在体内动物研究中,将 Sprague Dawley 大鼠进行胆管结扎(BDL)4 周。分析大鼠肝、脂肪组织(附睾脂肪)和血清中的抵抗素表达。在体外实验中,使用大鼠原代肝星状细胞(HSCs)和枯否细胞(KCs)。将 HSCs 暴露于重组抵抗素中,分析胶原 I、转化生长因子 β1、α平滑肌肌动蛋白、组织金属蛋白酶抑制剂 1 和结缔组织生长因子的表达。定量分析抵抗素基因和蛋白表达以及促炎细胞因子(包括肿瘤坏死因子 α(TNFα)、白细胞介素(IL)-1、IL-6、IL-8 和单核细胞趋化蛋白 1(MCP-1))的表达。确定抵抗素对 HSC 增殖、迁移和凋亡的影响。还研究了抵抗素对 KCs 的影响。

结果

BDL 后,与对照大鼠相比,大鼠附睾脂肪和血清而不是肝脏显示出更高的抵抗素表达。在肝脏中,静止的 HSCs 和 KCs 表达抵抗素。

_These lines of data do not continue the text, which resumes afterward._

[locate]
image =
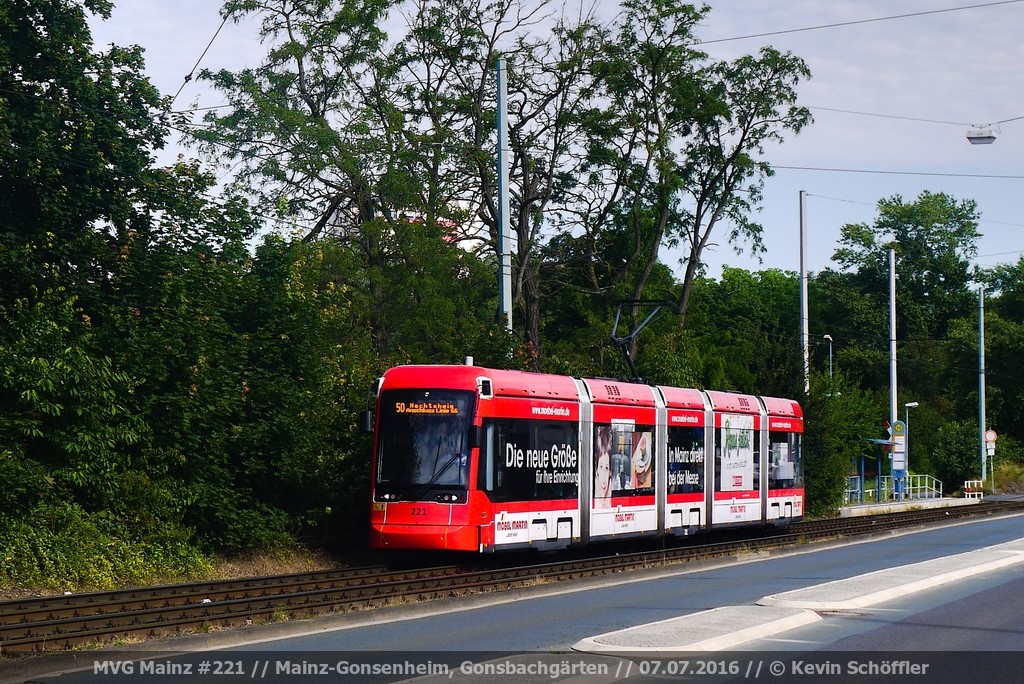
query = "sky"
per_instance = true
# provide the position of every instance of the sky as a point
(895, 86)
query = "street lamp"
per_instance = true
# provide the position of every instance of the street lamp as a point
(828, 337)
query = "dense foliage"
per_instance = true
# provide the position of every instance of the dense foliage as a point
(181, 367)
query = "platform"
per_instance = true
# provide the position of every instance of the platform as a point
(731, 627)
(854, 510)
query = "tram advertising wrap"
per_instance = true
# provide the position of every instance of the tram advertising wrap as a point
(474, 459)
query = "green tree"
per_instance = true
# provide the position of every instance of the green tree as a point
(839, 418)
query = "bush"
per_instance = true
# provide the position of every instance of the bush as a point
(67, 549)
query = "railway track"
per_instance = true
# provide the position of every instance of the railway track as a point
(62, 623)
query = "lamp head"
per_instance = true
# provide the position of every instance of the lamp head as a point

抵抗素处理导致 TNFα、IL-6、IL-8 和 MCP-1 基因表达增强,并增加 HSCs 中 IL-6 和 MCP-1 蛋白。抵抗素激活 HSC 磷酸化 MAPK/p38,而 p38 抑制减少了 IL-6 和 MCP-1 的表达。此外,抵抗素促进 HSC 的增殖和迁移,但减少了凋亡,这是通过 IL-6 和 MCP-1 机制实现的。最后,抵抗素诱导的 KCs 转化生长因子 β1 增强了 HSC 胶原 I 的表达。

结论

抵抗素直接和间接调节 HSC 行为,使其向更具纤维生成表型的方向发展。